Cassandra Introduction

Today’s world is impatient and at the same time, it’s generating terabytes of data every hour every day. The need of the hour is infinite scalability, high availability, and maximum I/O throughput. If you are into backend engineering or diving into system designs, or simply curious about exploring new technologies, you must have heard about Cassandra and how popular it’s getting daily. Let’s get to know about Cassandra as a database, what makes it so powerful, and understand where it can be a good fit.

Brief History

Cassandra is inspired from Google Big Table(developed in 2005) and Amazon’s DynamoDB(developed in 2007). Cassandra was developed at Facebook by Avinash Lakhsman, one of the authors of DynamoDB and Prashant Malik to power the Inbox Search Feature.

Facebook released it on Google Code in 2008. Shortly after that, Cassandra becomes an Apache Incubator project in 2009 and became a top-level project for the Apache Foundation in 2010. Today, Cassandra is freely available under the Apache License 2.0.

Some say that the chosen name Cassandra was opted by Facebook engineers because Cassandra was a cursed Oracle.
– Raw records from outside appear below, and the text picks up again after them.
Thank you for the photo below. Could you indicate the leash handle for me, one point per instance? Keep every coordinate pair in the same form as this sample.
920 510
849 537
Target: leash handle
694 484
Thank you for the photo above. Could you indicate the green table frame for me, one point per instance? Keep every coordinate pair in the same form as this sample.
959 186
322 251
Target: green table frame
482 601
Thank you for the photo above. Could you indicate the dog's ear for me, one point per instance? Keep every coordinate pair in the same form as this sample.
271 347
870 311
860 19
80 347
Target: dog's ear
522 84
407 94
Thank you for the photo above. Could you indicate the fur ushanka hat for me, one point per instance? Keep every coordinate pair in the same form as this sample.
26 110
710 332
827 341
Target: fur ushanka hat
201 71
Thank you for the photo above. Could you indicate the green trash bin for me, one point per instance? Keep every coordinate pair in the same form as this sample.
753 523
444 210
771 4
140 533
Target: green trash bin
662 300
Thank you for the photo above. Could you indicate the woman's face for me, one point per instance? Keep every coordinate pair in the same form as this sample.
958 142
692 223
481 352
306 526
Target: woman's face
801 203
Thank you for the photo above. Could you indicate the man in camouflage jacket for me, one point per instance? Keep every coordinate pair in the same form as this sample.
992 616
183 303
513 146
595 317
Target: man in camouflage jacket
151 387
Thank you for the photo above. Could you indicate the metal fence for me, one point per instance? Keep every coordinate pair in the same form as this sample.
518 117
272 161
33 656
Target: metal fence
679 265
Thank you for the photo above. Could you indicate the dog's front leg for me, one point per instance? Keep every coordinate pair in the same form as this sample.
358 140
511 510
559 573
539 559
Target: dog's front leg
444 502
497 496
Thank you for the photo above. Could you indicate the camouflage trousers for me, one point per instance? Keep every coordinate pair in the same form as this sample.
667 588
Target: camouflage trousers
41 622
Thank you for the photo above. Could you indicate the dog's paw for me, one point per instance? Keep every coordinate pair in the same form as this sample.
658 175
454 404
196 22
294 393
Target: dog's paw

Eventually, Facebook replaced Cassandra with HBase, another NoSQL database, for their Inbox Search project, but they continue to use Cassandra in their Instagram division, which supports over 1 billion monthly active users.

Present Day

Cassandra has gone through more than 10 releases as of now and it’s used by 400+ companies across 40 countries. Cassandra is one of the most widely used NoSQL database and it’s due to cassandra that the NoSQL scene has got a significant boost in the past years. 90% of Fortune 100 companies uses Cassandra even when there are plethora of NoSQL options available.

What is Cassandra?

The technical definition of Cassandra includes a few of the core engineering terminologies that are in itself a subject of research but here’s the definition of Cassandra as a database:

Cassandra is a distributed decentralized column-oriented open-source NoSQL database with high availability which is highly scalable with tunable consistency.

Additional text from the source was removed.